Good instructions for insuring the T square fence is aligned properly.
I needed to do this as well as align the blade (motor) with the miter slots.
Recommend you take your time with the set up. If you hurry, you'll do it over.
I recommend it. I've used it quite a bit and still satisfied. Almost made the error going with the Ridgid.
Check all the YouTube videos and recommendations.
Good luck,
Jim


----------



## Bob Bengal (Jan 2, 2021)

jpaskell said:


> Almost made the error going with the Ridgid.

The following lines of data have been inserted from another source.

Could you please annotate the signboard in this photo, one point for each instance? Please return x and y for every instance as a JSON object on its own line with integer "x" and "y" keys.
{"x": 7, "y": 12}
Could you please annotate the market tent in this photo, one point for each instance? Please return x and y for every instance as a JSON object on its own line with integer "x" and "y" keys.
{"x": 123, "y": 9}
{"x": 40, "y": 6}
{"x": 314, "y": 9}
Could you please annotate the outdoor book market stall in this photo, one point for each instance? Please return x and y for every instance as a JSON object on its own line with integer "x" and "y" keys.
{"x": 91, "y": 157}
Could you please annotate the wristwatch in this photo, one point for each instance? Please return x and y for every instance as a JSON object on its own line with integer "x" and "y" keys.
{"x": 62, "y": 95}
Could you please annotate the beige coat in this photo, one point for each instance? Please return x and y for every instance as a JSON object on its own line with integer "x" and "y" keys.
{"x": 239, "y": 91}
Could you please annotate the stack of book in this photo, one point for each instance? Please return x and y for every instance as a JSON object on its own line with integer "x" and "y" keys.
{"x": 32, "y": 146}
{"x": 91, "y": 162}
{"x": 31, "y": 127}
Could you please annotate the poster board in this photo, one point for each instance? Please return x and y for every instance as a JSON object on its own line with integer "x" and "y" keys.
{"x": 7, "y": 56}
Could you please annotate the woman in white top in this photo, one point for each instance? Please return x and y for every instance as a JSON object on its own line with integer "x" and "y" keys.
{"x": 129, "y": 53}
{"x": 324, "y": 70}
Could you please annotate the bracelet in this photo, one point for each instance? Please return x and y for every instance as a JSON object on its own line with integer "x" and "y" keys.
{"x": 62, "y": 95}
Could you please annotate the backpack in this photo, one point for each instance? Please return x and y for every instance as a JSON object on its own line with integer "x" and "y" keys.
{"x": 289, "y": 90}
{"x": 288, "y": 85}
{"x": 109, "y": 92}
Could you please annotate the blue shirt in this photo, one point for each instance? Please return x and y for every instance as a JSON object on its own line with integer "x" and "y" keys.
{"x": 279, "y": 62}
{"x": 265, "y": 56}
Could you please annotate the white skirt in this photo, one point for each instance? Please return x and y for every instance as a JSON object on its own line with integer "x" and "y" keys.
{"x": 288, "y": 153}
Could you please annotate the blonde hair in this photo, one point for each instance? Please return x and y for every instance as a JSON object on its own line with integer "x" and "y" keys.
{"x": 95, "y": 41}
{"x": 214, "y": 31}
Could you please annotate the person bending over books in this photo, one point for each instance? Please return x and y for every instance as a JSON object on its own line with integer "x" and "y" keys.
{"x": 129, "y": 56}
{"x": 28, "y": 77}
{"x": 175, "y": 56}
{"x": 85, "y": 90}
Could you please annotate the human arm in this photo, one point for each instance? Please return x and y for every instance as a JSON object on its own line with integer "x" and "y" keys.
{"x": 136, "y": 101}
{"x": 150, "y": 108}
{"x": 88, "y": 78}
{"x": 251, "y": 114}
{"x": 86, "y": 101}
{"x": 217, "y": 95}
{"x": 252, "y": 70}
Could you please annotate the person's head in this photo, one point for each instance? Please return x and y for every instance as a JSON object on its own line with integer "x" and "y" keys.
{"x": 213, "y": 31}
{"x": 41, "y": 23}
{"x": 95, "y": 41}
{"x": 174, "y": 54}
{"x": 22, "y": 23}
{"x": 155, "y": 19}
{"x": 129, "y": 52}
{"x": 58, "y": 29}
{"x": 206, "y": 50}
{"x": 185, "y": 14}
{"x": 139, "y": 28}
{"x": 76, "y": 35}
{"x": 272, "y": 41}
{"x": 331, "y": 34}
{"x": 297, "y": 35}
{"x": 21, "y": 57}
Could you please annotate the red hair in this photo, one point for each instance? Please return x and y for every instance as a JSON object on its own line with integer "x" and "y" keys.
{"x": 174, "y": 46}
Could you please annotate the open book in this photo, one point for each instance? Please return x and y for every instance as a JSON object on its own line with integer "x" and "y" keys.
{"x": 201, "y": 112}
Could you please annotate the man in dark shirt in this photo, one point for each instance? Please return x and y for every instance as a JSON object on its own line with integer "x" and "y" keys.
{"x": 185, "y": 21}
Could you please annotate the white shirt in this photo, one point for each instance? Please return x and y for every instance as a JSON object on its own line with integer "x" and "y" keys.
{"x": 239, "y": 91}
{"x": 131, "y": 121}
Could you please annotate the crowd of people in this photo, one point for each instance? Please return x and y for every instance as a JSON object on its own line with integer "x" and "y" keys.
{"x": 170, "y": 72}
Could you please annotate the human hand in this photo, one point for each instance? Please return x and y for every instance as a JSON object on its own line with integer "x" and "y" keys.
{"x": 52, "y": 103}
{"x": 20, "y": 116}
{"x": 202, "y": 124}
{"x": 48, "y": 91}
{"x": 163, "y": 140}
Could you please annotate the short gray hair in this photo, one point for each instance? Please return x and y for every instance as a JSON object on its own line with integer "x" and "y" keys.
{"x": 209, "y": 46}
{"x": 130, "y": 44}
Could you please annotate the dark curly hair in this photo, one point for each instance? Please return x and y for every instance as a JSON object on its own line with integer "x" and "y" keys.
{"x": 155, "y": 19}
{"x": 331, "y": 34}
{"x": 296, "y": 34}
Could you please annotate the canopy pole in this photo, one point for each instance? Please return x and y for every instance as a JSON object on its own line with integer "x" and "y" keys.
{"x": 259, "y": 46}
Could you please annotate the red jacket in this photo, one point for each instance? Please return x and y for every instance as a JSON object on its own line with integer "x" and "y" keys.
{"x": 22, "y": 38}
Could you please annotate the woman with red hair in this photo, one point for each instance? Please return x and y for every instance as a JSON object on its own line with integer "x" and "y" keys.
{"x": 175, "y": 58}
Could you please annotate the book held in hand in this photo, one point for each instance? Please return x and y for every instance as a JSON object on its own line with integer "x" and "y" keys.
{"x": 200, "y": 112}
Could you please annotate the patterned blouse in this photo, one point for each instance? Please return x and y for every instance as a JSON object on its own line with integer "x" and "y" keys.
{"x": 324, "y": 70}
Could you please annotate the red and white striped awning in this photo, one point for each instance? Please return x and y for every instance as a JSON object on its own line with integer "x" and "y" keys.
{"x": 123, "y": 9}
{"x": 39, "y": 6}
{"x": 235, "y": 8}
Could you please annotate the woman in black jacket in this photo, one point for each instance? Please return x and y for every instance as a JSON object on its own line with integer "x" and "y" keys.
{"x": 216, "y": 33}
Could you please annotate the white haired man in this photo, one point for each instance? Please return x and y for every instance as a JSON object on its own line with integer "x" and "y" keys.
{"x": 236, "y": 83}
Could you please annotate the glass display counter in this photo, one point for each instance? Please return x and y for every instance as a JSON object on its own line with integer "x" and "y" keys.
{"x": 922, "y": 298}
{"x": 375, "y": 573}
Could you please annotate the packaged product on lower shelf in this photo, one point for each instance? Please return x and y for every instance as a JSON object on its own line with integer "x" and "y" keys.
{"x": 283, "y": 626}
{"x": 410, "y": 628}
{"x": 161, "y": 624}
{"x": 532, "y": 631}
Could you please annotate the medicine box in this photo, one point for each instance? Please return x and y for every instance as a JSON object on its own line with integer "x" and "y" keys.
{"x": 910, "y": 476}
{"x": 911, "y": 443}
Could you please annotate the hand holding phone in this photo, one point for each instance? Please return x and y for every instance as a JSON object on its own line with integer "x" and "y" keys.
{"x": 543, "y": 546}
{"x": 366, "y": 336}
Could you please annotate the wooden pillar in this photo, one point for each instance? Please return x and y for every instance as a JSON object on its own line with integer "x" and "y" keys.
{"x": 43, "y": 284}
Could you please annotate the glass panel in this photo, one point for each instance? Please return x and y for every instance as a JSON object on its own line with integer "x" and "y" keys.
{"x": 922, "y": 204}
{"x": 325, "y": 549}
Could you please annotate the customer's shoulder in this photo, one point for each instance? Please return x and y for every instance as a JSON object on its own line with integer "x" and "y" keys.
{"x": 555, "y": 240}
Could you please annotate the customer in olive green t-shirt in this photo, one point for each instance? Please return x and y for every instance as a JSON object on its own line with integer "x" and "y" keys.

Didn't double check but I think Ridgid just came out with their version of the same saw. That happens a lot, tools made in the same factory sold by different brands. I like the Delta colors better though lol.


----------



## Tony B (Jul 30, 2008)

Looking identical and being identical are not necessarily the same. The factory will manufacture to the specs of the buyers. May be different thicknesses in the steel cabinets, different gauge wire, different motor, different paint, different materials for bearings, etc., etc., etc. All of those little differences are also reflected in the different consumer prices BUT...... they will look the same.


----------



## bholland (Sep 10, 2018)

slowhand2 said:


> I am considering buying this new Delta table saw from Lowes:
> 
> 
> 
> ...


Get a saw stop. Seriously. Are your fingers more important than money? Saw stop made the most dangerous tool at a site or at home into the safest.


----------